LangFlow Tracing

LangFlow is an open-source visual framework for designing, prototyping, and deploying LLM applications, built on LangChain. Integrating LangFlow with Arize allows you to observe your LLM workflows, gaining visibility into performance, identifying bottlenecks, and ensuring reliability.

This guide explains how to configure LangFlow to send trace data to Arize.

Pull LangFlow Repo

If you haven't already, navigate to the LangFlow GitHub repo and pull the project down:

Create .env file for Arize Integration

Inside your cloned LangFlow repository, create or update the .env file. LangFlow uses this file to configure its OpenTelemetry exports.

You can use the .env.example file in the LangFlow repository as a template.
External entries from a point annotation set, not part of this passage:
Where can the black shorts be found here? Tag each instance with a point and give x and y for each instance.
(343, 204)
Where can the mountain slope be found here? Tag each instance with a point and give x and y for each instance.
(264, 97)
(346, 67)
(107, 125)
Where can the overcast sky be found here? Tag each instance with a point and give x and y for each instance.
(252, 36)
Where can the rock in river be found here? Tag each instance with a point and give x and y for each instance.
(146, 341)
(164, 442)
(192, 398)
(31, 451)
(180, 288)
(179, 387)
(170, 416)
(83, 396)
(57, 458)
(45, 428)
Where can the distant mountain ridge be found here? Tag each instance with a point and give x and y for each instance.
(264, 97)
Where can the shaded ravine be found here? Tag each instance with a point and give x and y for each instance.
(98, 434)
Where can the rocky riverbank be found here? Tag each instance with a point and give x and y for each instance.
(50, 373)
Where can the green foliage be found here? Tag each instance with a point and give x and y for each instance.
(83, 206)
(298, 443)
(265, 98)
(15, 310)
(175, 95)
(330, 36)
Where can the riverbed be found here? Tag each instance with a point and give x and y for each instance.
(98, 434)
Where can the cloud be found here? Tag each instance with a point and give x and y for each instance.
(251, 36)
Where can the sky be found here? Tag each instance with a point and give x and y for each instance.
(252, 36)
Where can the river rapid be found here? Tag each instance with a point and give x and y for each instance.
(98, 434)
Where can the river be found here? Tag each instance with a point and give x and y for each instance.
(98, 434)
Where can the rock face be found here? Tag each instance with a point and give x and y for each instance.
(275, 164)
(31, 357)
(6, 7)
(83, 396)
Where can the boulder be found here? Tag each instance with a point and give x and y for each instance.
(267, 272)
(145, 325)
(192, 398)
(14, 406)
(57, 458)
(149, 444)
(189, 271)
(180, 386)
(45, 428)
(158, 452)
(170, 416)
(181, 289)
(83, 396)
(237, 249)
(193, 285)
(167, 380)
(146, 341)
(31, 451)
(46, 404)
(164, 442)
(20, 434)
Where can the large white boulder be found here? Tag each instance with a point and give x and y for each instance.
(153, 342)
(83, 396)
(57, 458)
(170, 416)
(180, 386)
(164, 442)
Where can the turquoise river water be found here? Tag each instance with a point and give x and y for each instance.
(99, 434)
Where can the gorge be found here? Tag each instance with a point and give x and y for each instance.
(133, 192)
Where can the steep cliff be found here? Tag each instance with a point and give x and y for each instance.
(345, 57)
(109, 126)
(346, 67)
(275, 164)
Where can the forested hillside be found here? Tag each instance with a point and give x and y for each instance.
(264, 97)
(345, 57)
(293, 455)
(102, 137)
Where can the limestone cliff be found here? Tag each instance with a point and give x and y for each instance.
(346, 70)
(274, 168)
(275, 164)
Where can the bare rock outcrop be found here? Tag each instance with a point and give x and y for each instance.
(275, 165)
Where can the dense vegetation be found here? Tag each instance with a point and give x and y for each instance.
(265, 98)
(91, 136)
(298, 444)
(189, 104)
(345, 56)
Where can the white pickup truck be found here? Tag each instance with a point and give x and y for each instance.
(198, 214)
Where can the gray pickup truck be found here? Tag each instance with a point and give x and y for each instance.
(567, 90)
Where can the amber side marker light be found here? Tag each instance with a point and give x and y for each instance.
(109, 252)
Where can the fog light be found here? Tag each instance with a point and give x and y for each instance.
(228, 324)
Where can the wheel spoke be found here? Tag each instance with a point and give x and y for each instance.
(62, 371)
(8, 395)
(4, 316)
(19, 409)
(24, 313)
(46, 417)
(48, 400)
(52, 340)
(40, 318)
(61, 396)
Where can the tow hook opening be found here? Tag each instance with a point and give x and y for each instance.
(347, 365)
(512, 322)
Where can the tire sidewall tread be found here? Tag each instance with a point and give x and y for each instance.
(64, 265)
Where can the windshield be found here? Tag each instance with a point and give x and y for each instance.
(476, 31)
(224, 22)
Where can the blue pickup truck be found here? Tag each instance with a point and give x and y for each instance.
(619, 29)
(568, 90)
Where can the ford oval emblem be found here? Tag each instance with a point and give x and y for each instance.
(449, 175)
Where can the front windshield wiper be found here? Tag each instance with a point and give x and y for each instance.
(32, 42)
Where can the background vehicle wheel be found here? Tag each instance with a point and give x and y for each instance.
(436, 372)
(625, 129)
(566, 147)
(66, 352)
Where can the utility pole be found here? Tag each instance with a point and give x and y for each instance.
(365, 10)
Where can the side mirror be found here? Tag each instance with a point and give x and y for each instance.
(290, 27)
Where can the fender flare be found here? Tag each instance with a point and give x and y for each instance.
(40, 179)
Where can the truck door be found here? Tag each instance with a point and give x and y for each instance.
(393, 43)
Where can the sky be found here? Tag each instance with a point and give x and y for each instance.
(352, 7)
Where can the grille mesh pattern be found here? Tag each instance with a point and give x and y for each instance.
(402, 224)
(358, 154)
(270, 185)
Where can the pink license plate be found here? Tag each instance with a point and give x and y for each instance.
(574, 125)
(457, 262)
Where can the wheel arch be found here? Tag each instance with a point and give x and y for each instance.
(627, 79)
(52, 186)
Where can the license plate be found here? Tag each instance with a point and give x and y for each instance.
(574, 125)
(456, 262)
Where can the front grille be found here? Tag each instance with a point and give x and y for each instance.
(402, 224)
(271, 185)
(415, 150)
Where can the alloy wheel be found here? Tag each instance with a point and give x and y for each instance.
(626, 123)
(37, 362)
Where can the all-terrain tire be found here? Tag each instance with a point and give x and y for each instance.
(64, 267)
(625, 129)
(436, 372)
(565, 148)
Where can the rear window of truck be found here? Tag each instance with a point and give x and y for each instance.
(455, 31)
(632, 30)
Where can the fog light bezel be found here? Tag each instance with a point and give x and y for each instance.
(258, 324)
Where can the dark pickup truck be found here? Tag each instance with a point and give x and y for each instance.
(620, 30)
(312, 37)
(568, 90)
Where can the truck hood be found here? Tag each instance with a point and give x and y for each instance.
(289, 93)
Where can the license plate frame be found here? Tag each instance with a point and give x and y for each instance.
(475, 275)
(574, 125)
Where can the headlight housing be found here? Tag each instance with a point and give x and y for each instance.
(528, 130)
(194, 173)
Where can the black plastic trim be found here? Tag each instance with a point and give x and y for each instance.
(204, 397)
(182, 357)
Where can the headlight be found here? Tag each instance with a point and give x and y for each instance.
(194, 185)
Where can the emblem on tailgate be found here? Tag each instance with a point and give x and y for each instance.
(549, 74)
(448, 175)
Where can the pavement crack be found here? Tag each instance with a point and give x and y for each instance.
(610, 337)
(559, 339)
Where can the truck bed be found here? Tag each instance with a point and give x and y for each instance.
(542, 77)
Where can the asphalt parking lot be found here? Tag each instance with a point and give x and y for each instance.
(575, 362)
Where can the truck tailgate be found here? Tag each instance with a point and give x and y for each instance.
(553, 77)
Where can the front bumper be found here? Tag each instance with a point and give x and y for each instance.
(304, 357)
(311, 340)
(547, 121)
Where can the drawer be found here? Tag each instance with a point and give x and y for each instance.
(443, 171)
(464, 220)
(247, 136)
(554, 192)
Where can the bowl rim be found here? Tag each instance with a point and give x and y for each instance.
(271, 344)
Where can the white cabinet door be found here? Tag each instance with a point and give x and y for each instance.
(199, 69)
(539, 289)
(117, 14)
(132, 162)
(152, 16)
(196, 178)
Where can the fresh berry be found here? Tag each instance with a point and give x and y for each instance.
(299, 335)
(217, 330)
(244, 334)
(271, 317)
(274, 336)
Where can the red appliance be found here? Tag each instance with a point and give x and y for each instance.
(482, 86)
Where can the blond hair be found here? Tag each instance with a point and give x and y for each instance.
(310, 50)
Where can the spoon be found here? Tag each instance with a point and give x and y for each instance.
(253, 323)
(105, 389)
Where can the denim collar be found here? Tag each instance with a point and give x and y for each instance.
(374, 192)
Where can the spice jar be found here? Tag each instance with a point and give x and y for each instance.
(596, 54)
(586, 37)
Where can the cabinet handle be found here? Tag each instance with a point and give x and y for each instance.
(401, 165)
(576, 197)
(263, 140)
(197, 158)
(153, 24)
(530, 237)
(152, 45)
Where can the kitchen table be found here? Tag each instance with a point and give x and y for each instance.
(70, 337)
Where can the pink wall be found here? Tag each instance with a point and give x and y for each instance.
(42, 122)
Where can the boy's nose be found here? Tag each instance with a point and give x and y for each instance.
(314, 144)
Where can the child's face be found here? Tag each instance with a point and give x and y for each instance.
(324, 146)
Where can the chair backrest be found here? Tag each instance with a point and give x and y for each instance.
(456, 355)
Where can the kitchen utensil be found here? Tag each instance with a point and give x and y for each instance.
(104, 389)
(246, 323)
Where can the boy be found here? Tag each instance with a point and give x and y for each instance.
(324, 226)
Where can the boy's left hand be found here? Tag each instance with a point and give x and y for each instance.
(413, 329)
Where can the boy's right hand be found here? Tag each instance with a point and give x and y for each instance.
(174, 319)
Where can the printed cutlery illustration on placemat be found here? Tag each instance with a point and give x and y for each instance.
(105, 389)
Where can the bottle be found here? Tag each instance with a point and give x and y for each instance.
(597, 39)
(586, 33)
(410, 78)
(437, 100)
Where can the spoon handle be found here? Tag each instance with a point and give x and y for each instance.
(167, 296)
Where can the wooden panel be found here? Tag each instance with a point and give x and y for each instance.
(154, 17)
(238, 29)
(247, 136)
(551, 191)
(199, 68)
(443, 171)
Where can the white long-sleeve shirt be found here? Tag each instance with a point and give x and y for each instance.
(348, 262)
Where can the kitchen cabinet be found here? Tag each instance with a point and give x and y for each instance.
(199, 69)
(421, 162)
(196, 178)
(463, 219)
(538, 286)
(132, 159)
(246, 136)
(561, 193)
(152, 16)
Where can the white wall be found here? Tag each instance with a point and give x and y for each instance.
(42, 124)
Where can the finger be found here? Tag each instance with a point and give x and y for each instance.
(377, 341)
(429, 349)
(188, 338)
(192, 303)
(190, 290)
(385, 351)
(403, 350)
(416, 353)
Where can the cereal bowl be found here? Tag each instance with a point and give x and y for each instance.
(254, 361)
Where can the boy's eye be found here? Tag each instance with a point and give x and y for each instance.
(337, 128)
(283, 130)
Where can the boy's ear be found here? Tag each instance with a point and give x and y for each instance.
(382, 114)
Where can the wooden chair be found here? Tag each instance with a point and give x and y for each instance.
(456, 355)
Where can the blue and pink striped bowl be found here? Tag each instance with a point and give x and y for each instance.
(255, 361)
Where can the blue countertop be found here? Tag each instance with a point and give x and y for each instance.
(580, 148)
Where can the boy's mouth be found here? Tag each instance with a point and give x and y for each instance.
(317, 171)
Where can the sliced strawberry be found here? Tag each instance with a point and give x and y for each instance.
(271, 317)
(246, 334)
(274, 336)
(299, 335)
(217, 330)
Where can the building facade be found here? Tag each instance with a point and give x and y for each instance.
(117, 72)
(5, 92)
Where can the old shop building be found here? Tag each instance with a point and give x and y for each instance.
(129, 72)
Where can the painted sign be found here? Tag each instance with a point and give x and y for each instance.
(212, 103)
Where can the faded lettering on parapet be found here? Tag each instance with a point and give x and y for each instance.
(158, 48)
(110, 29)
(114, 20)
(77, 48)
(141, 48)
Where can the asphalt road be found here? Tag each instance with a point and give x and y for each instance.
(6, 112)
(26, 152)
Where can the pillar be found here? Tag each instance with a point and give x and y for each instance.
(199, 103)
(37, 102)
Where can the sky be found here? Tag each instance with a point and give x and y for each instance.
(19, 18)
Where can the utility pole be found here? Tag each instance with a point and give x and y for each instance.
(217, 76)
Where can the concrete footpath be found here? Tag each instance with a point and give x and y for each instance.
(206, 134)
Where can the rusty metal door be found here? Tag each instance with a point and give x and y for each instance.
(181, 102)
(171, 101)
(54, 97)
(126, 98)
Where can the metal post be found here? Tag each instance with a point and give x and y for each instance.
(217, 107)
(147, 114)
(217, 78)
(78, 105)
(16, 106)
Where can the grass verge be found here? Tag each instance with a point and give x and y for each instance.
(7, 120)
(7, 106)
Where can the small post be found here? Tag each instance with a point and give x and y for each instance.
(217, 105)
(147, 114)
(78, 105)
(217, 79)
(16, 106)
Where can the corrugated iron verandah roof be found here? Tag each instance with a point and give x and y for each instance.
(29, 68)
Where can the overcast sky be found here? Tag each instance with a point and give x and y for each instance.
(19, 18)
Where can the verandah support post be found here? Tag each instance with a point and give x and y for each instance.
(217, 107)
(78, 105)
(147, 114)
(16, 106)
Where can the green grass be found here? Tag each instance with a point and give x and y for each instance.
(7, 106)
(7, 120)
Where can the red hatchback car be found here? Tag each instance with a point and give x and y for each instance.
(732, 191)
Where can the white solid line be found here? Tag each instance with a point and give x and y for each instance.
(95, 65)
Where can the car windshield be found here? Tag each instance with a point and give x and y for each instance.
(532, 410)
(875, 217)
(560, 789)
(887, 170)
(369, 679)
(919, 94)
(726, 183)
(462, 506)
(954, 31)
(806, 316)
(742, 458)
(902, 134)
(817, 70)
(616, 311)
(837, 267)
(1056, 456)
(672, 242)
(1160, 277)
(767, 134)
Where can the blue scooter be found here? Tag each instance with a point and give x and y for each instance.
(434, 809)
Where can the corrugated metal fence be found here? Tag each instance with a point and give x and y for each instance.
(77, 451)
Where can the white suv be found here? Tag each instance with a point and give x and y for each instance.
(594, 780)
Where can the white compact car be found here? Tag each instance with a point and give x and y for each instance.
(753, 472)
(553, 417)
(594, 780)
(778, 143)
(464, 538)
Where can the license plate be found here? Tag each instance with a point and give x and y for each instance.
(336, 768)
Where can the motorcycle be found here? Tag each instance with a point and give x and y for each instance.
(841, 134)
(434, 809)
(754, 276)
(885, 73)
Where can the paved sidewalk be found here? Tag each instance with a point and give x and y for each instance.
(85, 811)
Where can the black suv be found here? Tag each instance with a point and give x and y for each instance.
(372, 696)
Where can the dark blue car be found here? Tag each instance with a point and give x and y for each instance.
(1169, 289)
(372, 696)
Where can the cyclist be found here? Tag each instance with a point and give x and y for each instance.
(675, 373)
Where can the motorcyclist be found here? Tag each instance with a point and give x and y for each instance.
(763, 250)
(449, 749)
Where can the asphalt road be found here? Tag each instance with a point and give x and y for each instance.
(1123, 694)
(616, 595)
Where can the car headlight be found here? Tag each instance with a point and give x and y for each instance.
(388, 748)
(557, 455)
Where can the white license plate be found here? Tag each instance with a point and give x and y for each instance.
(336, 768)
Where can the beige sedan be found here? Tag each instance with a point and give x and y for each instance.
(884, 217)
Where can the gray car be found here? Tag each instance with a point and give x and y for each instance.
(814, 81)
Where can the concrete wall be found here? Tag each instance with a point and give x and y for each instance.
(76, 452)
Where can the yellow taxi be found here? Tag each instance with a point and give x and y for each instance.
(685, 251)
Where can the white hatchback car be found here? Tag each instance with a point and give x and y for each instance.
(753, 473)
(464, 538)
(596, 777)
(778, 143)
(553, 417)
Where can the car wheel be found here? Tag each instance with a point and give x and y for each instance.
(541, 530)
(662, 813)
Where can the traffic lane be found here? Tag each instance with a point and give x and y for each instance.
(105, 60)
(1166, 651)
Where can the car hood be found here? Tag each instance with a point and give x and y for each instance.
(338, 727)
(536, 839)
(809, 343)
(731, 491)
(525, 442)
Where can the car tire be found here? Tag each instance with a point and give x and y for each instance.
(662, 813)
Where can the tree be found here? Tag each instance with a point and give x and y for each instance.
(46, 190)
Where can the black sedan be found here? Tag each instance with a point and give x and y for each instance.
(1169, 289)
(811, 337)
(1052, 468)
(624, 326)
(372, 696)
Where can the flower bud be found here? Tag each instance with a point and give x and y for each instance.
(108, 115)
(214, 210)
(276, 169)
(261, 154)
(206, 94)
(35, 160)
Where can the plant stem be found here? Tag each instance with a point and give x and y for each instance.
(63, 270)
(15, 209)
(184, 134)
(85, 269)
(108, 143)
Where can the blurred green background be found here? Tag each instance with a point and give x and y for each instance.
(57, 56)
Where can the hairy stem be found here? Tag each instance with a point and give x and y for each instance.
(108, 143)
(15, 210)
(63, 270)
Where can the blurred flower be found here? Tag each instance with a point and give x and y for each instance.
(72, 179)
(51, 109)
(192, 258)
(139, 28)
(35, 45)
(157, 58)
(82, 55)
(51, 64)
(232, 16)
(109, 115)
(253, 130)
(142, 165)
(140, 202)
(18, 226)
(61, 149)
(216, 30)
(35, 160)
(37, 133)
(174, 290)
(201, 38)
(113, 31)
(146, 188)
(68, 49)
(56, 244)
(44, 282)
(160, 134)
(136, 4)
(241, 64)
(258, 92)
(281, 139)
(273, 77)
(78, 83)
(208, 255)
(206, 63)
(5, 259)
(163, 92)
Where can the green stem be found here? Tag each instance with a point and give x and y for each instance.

Add the following environment variables to your .env file to send traces to Arize:

# Arize Environment Variables for LangFlow
ARIZE_SPACE_ID="YOUR_ARIZE_SPACE_ID"
ARIZE_API_KEY="YOUR_ARIZE_API_KEY"
# OPENAI_API_KEY="YOUR_OPENAI_API_KEY" # Add if your LangFlow flows use OpenAI
# Add other necessary API keys for services used in your flows
  • Replace YOUR_ARIZE_SPACE_ID and YOUR_ARIZE_API_KEY with your actual Arize Space ID and API Key, found in your Arize account settings.

  • LangFlow will also need API keys for any LLMs or tools you use within your flows (e.g., OPENAI_API_KEY). Ensure these are also present in the .env file or otherwise configured in your LangFlow environment.

LangFlow should pick up these environment variables to configure its OpenTelemetry exporter to send data to Arize. Refer to the LangFlow documentation for specifics on how it handles OTel configuration via environment variables, especially the OTLP endpoint if it needs to be explicitly set (for Arize, it's typically https://otlp.arize.com/v1).

Start Docker Desktop & LangFlow

  1. Start Docker Desktop.

  2. Navigate to your LangFlow directory in the terminal.

  3. Build the images and run the container. This might take around 10 minutes the first time.

docker compose -f docker/dev.docker-compose.yml down || true
docker compose -f docker/dev.docker-compose.yml up --remove-orphans

Go to Hosted LangFlow UI

Once the Docker container is running, access your local LangFlow UI, usually at:

Create and Run a Flow

  1. Design or open a flow in LangFlow. For example, you can use a "Simple Agent" or any other flow that involves LLM calls.

  2. Ensure any components requiring API keys (like an OpenAI node) are configured correctly (either via the UI or by ensuring LangFlow can access the keys from the .env file).

  3. Go into the Playground section for your flow and run it by sending a message or triggering its execution.

View Traces in Arize

After your LangFlow application runs, navigate to your Arize account:

Find the project associated with your LangFlow traces. The project name in Arize might correspond to how LangFlow names its services or might be configurable via environment variables (check LangFlow's OTel documentation).

Inspecting Traces

In Arize, you should see traces from your LangFlow application. LangFlow, being built on LangChain, may produce traces that look similar to LangChain traces (e.g., "AgentExecutor" traces if you are using LangChain agents within LangFlow). LangFlow itself might also produce its own native trace spans.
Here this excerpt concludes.